Possession is nine-tenths of the law, I contemplated. Which law is that, then; of what country? Could it be universal law? Ghosts take over abandoned homes, it is known – spirits of realms sans home. Could they, the forces of this morning, have taken over my tiny flat – the abode of my son and me?
With the salt of the ocean still in my nostrils and determined to stride into my home like a Judge takes possession of the bench, I placed my key in the lock and turned. I opened the door a crack, pointed the nose of Daniel’s pram at it, and pushed. With Daniel at the helm, we entered our home.

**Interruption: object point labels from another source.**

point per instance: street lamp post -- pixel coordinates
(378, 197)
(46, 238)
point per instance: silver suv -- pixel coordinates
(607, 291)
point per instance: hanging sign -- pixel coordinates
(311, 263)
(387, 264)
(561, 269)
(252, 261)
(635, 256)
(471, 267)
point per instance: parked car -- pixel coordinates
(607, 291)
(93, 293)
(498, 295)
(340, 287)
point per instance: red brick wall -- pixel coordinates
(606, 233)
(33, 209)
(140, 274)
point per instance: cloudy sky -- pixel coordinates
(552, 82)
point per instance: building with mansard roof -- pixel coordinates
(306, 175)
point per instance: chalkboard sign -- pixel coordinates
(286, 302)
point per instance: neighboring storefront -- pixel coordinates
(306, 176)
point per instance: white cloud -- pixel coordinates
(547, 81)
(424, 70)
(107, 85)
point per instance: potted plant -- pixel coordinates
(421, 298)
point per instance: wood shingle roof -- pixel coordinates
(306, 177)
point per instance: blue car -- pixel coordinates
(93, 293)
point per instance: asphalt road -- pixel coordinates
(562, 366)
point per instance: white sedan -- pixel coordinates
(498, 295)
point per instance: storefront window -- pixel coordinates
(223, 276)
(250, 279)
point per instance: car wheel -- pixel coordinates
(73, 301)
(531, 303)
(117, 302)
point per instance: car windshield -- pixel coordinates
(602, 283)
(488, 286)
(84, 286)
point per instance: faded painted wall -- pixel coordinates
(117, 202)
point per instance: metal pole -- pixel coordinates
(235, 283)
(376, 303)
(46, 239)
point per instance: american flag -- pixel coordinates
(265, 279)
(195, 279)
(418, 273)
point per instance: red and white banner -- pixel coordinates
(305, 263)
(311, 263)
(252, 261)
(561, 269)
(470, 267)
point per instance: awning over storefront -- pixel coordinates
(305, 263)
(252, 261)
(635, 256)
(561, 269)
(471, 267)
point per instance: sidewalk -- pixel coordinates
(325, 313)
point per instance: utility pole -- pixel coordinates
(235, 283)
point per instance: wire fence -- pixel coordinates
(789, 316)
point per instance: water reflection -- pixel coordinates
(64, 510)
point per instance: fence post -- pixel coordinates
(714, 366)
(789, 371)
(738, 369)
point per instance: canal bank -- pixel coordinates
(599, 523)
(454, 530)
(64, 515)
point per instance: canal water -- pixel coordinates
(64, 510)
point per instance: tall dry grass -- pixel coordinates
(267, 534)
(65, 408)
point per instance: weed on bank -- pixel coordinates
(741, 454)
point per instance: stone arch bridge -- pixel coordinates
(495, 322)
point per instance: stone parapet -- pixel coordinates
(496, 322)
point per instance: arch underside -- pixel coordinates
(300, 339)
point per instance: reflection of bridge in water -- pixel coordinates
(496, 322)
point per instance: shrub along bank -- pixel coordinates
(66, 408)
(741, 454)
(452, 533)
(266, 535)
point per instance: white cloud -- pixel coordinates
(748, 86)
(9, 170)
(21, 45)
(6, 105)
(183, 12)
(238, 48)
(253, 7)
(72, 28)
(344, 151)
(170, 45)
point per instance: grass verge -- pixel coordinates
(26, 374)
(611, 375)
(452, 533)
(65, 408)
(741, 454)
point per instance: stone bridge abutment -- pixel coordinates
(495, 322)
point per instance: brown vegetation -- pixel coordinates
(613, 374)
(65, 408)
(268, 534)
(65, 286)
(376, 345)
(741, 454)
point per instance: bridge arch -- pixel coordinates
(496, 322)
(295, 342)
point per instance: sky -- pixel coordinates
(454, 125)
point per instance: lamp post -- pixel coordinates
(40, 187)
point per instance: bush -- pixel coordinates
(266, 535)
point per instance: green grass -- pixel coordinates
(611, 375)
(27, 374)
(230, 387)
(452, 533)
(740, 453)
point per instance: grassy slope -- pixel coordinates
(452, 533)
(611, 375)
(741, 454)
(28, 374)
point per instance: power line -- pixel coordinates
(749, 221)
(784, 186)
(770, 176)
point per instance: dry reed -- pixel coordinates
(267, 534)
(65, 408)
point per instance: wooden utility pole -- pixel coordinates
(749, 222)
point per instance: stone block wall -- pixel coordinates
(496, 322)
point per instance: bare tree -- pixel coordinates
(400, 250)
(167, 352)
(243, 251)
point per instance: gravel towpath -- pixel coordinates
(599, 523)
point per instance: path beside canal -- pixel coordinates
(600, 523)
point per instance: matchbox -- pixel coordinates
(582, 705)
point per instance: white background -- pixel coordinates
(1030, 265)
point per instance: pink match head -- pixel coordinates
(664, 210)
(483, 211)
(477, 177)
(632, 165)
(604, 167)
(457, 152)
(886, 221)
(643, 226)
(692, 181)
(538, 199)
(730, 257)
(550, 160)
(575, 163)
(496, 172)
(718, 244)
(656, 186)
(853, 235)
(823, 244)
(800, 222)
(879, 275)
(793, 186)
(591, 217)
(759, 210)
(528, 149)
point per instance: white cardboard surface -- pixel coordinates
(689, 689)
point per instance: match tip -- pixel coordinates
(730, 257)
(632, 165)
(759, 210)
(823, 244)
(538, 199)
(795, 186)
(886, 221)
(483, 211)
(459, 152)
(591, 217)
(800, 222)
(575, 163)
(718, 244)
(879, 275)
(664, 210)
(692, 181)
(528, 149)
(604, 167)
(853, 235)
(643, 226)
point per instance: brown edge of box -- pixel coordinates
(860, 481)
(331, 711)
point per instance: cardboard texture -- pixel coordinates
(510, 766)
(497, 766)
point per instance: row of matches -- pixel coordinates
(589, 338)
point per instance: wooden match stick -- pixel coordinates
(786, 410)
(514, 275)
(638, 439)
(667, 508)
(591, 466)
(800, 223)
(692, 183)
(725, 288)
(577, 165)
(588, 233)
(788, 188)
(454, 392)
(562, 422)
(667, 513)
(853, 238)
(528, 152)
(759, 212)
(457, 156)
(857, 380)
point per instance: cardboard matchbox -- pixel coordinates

From my viewpoint, I could see Daniel’s hands outstretched and his fingers curling and uncurling, reaching forward as I rolled him through the front hallway on the hardwood floor. As I pushed the pram into the lounge, however, Daniel’s arms retracted – disappeared under the hood of the pram. The lounge felt cool – not cold, but a little too cool for such warmth outdoors. My skin goosebumped.
I stepped forward alongside the pram and leaned down to look at Daniel. He looked up at me. His deep brown eyes were like wells of knowledge that Angels would dive into to wash their souls, and resurface to spread their wings of light over hearts darkened by lanterns expired, that never could, anyhow, have shown The Way.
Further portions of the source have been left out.